『ル・ノイズ』ニール・ヤング
『ル・ノイズ』ニール・ヤング

 長いキャリアを通じてニール・ヤングは、徹底してホームグロウン的な創作スタイルを貫いてきた。デイヴィッド・ブリッグスが亡くなるまでは、ほぼすべての作品を彼との協働態勢で仕上げてきたことからもわかるとおり、プロデュースを最先端の有名クリエイターに任せるなどということもなかった。参加ミュージシャンに関しても同様のことがいえる。なにせ、あのクレイジー・ホースとの関係をずっと、なによりも大切にしてきた人なのだから。

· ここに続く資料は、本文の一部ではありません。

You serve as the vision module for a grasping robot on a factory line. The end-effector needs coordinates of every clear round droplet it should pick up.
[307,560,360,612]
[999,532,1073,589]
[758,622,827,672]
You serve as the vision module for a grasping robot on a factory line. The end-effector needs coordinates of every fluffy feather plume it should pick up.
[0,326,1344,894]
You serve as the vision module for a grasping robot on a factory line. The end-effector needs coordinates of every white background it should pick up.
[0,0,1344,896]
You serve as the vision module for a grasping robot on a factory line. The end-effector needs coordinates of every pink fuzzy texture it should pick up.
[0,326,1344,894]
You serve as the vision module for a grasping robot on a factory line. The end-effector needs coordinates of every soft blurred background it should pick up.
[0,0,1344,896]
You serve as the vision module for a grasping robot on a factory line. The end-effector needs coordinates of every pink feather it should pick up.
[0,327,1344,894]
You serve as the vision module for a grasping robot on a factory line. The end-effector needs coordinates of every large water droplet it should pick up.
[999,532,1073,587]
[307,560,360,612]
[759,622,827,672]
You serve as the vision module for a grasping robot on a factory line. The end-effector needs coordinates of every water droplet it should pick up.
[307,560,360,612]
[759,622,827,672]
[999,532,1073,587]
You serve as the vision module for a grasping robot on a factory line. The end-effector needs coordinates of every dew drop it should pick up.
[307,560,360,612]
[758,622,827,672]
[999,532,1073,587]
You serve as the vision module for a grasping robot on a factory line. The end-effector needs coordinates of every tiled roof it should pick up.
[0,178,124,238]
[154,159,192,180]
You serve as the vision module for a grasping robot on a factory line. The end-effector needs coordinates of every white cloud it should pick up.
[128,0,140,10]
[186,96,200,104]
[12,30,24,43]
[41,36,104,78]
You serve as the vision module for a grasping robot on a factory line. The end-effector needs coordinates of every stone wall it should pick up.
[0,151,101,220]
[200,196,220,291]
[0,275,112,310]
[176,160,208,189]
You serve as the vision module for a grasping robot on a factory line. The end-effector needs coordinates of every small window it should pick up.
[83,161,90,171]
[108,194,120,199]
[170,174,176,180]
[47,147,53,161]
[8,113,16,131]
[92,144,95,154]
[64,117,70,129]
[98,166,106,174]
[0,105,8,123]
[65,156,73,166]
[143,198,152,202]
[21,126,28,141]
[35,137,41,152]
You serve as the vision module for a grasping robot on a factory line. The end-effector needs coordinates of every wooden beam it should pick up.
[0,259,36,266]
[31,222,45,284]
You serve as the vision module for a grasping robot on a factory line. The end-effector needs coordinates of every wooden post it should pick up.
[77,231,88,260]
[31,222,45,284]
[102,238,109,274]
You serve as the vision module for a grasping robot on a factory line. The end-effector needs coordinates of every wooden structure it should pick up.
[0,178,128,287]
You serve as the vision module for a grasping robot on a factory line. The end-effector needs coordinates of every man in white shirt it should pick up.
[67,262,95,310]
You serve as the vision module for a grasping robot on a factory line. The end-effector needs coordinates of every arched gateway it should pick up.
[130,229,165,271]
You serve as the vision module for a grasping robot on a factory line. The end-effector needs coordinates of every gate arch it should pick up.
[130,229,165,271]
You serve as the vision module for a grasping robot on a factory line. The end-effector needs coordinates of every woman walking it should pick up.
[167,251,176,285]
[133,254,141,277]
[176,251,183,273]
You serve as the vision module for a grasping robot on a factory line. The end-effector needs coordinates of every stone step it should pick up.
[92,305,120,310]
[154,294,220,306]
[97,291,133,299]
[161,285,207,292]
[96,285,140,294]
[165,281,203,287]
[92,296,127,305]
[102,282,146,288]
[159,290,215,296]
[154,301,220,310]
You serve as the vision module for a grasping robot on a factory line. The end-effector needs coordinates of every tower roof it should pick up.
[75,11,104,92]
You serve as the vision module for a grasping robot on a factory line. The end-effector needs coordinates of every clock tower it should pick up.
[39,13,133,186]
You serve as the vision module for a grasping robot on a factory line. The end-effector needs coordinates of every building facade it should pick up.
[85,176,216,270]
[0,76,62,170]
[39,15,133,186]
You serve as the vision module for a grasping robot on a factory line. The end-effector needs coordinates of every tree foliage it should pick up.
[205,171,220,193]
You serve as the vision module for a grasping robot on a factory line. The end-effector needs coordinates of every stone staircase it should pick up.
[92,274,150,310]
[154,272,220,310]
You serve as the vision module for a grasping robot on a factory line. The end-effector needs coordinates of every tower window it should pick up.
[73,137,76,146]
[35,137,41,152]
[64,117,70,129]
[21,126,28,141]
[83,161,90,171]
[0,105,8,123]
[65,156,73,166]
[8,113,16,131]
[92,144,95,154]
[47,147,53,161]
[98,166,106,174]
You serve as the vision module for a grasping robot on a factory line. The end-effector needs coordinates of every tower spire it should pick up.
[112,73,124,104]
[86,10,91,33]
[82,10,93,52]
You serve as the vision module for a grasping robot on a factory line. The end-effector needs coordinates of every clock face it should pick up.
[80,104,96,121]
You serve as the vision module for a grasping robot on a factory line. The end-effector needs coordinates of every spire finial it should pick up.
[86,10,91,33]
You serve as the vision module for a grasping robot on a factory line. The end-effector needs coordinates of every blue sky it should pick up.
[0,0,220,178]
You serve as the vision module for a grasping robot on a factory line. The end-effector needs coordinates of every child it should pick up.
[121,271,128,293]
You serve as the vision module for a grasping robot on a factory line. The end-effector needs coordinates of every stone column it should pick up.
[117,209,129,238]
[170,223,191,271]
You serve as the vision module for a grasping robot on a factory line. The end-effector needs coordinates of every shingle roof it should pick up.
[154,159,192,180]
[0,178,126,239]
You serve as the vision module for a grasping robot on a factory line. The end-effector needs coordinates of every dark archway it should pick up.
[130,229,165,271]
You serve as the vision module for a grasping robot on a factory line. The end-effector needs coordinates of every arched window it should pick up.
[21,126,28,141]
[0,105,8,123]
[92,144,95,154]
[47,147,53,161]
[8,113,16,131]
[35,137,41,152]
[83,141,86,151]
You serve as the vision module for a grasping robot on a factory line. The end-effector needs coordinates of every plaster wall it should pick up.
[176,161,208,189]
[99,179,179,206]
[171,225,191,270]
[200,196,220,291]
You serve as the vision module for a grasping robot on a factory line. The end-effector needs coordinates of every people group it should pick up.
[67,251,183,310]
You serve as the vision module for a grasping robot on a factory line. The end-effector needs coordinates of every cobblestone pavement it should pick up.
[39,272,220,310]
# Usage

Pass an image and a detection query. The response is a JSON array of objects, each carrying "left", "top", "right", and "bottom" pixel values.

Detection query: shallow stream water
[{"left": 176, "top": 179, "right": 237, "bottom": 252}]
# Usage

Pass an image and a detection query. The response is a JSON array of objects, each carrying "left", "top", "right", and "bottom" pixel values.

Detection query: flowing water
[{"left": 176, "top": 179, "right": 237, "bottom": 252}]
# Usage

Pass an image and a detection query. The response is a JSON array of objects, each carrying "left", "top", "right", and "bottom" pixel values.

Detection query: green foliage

 2010年を迎えたころ、彼は一度だけ、その基本ルールを棚上げしている。同郷のプロデューサー/アーティスト、ダニエル・ラノワに制作を委ね、彼が当時の創作拠点としていたLA、シルヴァーレイク地区のホームスタジオでアルバムを仕上げたのだ。その成果が、同年秋リリースの『LE NOISE』である。

 ニールより6歳下のラノワは、クェベックの出身。両親の離婚後、母親や兄とオンタリオ州に移るまではまったく英語を話していなかったそうだが、10歳前後での、その大きな環境の変化と相前後して、彼の心はアメリカの音楽、ロックンロールやカントリーに惹かれていったという。17歳のころには、自宅の地下に録音機器を持ち込み、ローカル・バンドのデモ録音などを手がけるようになった。そして、その一部をたまたま耳にして興味を持った奇才ブライアン・イーノに誘われて彼のプロジェクトに参加。U2の『ザ・ジョシュア・トゥリー』やピーター・ゲイブリエルの『SO』、ボブ・ディランの『オー・マーシー』などをプロデュースし、一躍、時の人となったクリエイターだ。

 だがニールは、ヒット請負人としてのラノワに頼ったのではない。ラノワ側から話を持ちかけたわけでもない。ブラック・ダブというユニットでの、ぎりぎりまで無駄を削ぎ落とした音と、そこから浮かび上がる映像感のようなものに強い興味を持ったニールが、彼のほうから電話をかけてきたのだという。90年代半ばにラノワがプロデュースしたエミルー・ハリスの『レッキング・ボール』(タイトル曲は『フリーダム』収録のニール作品で、彼は録音にも協力している)も、ひとつのきっかけとなったようだ。

『LE NOISE』収録曲はすべて、ギター1本を抱えての、ソロ・パフォーマンス。アコースティックが2曲、ギブソン/グレッチが6曲という構成だ。ニールらしい、ニールにしか書けない曲を、一切の無駄を排してライヴ録音。そこから生まれる倍音やノイズ、残響音などにラノワが独特の感性で処理を加え、聴く者を深く引き込んでしまう、魅力的な空間に仕上げている。[次回3/26(水)更新予定]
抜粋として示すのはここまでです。